Equally vulnerable are Ontong Javans residing in the heart of capital Honiara in the Lord Howe Settlement. The Settlement is located beside the river and coast of Mataniko River delta.

A United Nations Human Settlements Programme (UN-Habitat) Climate Change Vulnerability Assessment in 2014 noted the Settlement has an area of 2.8 hectares with a population of 631–295 men and 336 women. According to the report, there is a population density of 223 persons per hectare, “the highest among the hotspots studied…packed with houses spaced closely together.”

Doctorate student Coggan Kuare, who left the Solomon Islands to study at Hokkaido University in Japan, said the Settlement itself needs relocating as the devastating floods of April 2014 which killed more than 20 people indicate that climate change poses great risk to the settlers.

“Flooding from Mataniko River, sea level rise and tsunami are the greatest threats to the Ontong Java settlers of Lord Howe Settlement,” said Kuare whose is working on the thesis “Disposition, Expansion and Relocation of Honiara City.”

Hoping for change

With world leaders gathered in Paris for the United Nations (UN) climate negotations, the plight of Ontong Javans both on the atoll and Lord Howe Settlement cannot be ignored.

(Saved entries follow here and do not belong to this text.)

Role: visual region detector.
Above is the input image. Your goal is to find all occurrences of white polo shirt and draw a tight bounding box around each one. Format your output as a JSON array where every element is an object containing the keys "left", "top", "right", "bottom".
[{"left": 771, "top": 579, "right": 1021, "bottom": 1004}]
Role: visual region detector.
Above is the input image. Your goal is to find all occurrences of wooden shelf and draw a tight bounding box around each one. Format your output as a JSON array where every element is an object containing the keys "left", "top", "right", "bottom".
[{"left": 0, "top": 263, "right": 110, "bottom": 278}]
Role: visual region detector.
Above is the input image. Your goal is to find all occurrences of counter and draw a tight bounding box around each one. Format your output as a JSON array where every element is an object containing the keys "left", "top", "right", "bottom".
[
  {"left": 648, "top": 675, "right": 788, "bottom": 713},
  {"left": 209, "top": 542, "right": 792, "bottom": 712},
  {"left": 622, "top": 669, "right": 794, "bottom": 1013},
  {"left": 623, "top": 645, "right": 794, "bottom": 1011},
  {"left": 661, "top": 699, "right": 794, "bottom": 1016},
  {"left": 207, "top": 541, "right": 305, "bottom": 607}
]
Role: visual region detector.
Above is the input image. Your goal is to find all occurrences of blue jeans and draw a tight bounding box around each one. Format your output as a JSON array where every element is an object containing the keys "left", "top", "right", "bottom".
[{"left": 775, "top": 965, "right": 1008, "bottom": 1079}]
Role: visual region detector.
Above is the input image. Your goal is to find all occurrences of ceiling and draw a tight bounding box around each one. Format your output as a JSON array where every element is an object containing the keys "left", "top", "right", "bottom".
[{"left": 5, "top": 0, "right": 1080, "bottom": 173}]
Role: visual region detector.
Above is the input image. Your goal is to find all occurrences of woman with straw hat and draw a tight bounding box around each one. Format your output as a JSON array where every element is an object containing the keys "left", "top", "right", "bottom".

This year Reverend Nigel Kelaepa, a prominent Ontong Javan is observing the negotiations in Paris. It’s his first time at such a high level climate event.

The issue of relocation may appear insignificant to some, but reducing global greenhouse gas emissions could save the Ontong Javans from the rising sea level. Led by Samuel Manetoali from the Minister of Environment, Climate Change and Disaster and Meteorology (MECDM), the Solomon Islands delegation to Paris has joined other small island states to lobby for the reduction of the global greenhouse gases.

Local residents say they're worried that their plight is invisible to world leaders gathered in Paris (Credit: Mike Sama)

Local residents say they’re worried that their plight is invisible to world leaders gathered in Paris (Credit: Mike Sama)

“We want an ambitious and legally binding agreement within the context of the UNFCCC that obliges major emitters to reduce their emissions to restrain global temperature change to well below 1.5 degrees Celsius, treats loss and damage as a distinct element of the agreement separate from adaptation, recognizes the special case of the most vulnerable parties such as the Solomon Islands, and fast tracks financial and technical resources in the most transparent, accessible and ‘non-loan’ modalities to meet our adaptation and mitigation needs,” said Dr. Mataki, MECDM’s Permanent Secretary.

In its Intended Nationally Determined Contribution (INDC) submitted to the UNFCCC, the Solomon Islands pledged to reduce greenhouse gas emissions by 12% below 2015 levels by 2025 and 30% below 2015 levels by 2030. With international assistance, the Solomon Islands can reduce its emissions by more than 50% by 2050, but Mataki said the pledges of major emitters have fallen short. “Global action to address climate change must not leave anyone behind,” he said, “it must be inclusive as much as possible.”

Politics aside, the people of Ontong Java bear little responsibility for the rising seas, but residents are looking to world leaders to address the root causes of their plight before their island home disappears under their feet.